Why did he say that? God, what a horrible thing to do to a child.

He turned on the computer. His hands shook. He typed in the address of his wife’s school Web site. The password was JoeLoves Dolly now.

There had been nothing wrong with her e-mail.

Dolly did not know much about computers or the Internet. So Joe had gone into it earlier and changed her password. That was why her e-mail hadn’t “worked” properly. She had the wrong password, so when she tried to log in, it wouldn’t let her.

Now, in the safety of this room he so dearly loved, Joe Lewiston checked what e-mails had come in for her. He hoped that he wouldn’t see that same sender e-mail address again.

But he did.

He bit down so he didn’t scream out loud. There was only so long he could stall before Dolly would want to know what was wrong with her e-mail. He had a day maybe, no more. And he did not think a day would be enough.

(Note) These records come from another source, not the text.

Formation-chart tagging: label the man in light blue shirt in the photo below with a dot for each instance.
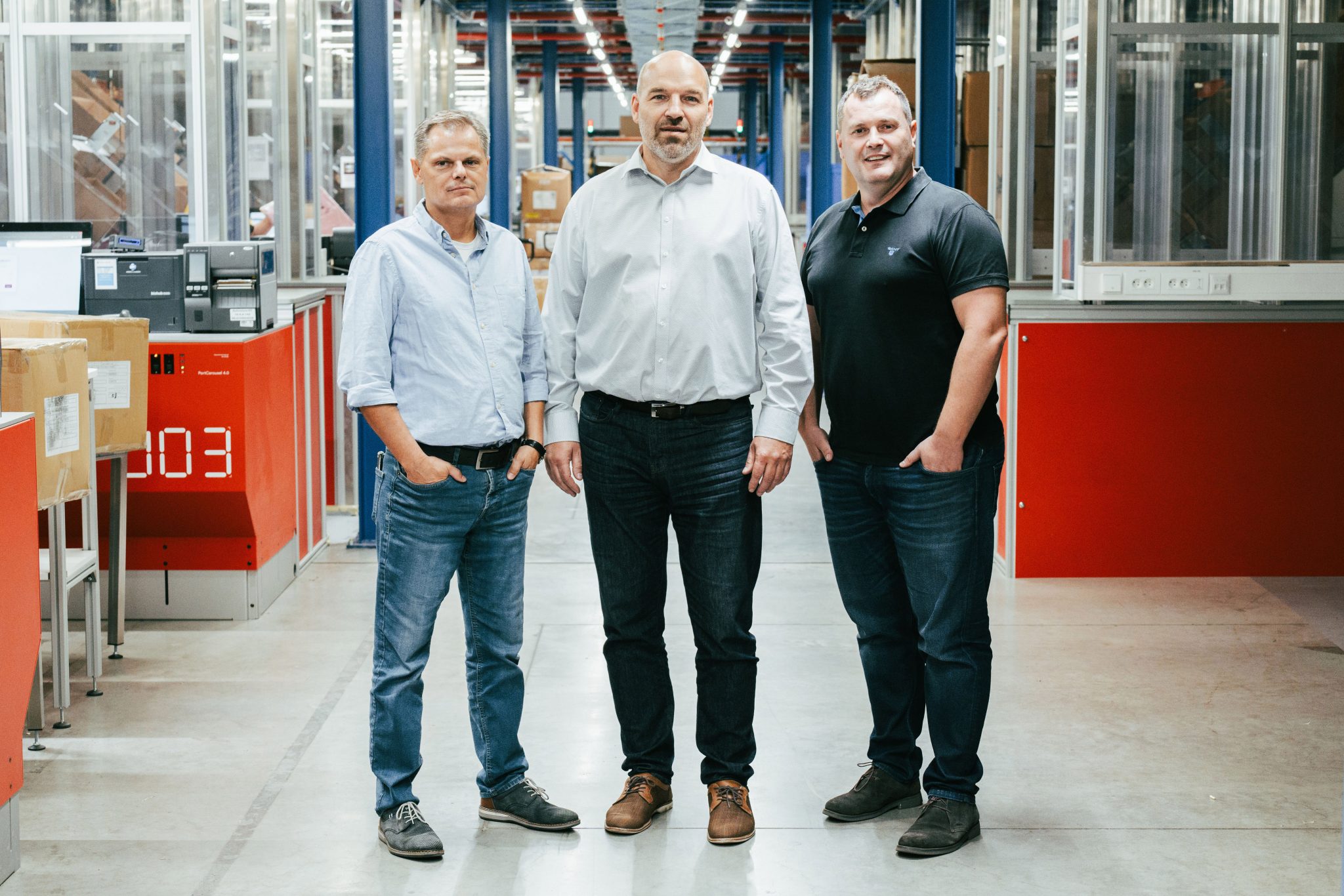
(442, 354)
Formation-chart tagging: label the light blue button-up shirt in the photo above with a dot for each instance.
(455, 343)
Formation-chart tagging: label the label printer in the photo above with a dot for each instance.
(140, 284)
(230, 288)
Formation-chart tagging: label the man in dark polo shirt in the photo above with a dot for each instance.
(906, 287)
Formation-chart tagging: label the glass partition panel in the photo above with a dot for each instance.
(108, 134)
(1314, 157)
(1192, 148)
(129, 11)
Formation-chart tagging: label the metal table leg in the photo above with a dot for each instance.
(60, 611)
(117, 555)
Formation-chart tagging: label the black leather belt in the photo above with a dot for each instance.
(494, 457)
(669, 411)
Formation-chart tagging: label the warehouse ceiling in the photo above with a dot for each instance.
(623, 26)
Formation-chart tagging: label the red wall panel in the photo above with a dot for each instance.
(1181, 449)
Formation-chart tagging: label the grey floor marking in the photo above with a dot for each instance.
(278, 778)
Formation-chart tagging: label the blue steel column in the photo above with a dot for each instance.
(501, 98)
(579, 124)
(373, 193)
(822, 132)
(550, 104)
(749, 121)
(937, 102)
(777, 117)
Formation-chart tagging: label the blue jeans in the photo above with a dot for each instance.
(640, 473)
(427, 534)
(913, 554)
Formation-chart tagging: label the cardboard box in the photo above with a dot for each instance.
(1043, 184)
(50, 378)
(119, 350)
(1045, 108)
(975, 174)
(975, 109)
(542, 238)
(902, 71)
(546, 192)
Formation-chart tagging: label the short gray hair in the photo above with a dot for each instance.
(866, 87)
(452, 120)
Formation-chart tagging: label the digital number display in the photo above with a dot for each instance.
(170, 455)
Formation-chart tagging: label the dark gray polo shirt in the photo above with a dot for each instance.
(882, 288)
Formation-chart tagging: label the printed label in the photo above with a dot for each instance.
(105, 273)
(62, 413)
(112, 384)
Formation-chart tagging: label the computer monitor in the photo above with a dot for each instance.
(41, 269)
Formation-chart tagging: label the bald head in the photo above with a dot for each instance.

TIA dropped Jill back at Yasmin’s. If Guy Novak minded or was surprised he didn’t show it. Tia didn’t have time to question it anyway. She sped to the FBI’s field office at 26 Federal Plaza. Hester Crimstein arrived at almost exactly the same time. They met up in the waiting room.

“Check the playbill,” Hester said. “You are to play the role of beloved wife. I’m the darling screen veteran who will cameo as his attorney.”

“I know.”

“Don’t say a word in there. Let me handle this.”

“It’s why I called you.”

Hester Crimstein started for the door. Tia followed. Hester opened it and burst through. Mike was sitting at a table. There were two other men in the room. One sat in the corner. The other hovered over Mike. The one doing the hovering stood upright when they entered and said, “Hello. My name is Special Agent Darryl LeCrue.”

“I don’t care,” Hester said.

“Excuse me?”

“No, I don’t think I will. Is my client under arrest?”

“We have reason to believe-”

“Don’t care. It is a yes or no question. Is my client under arrest?”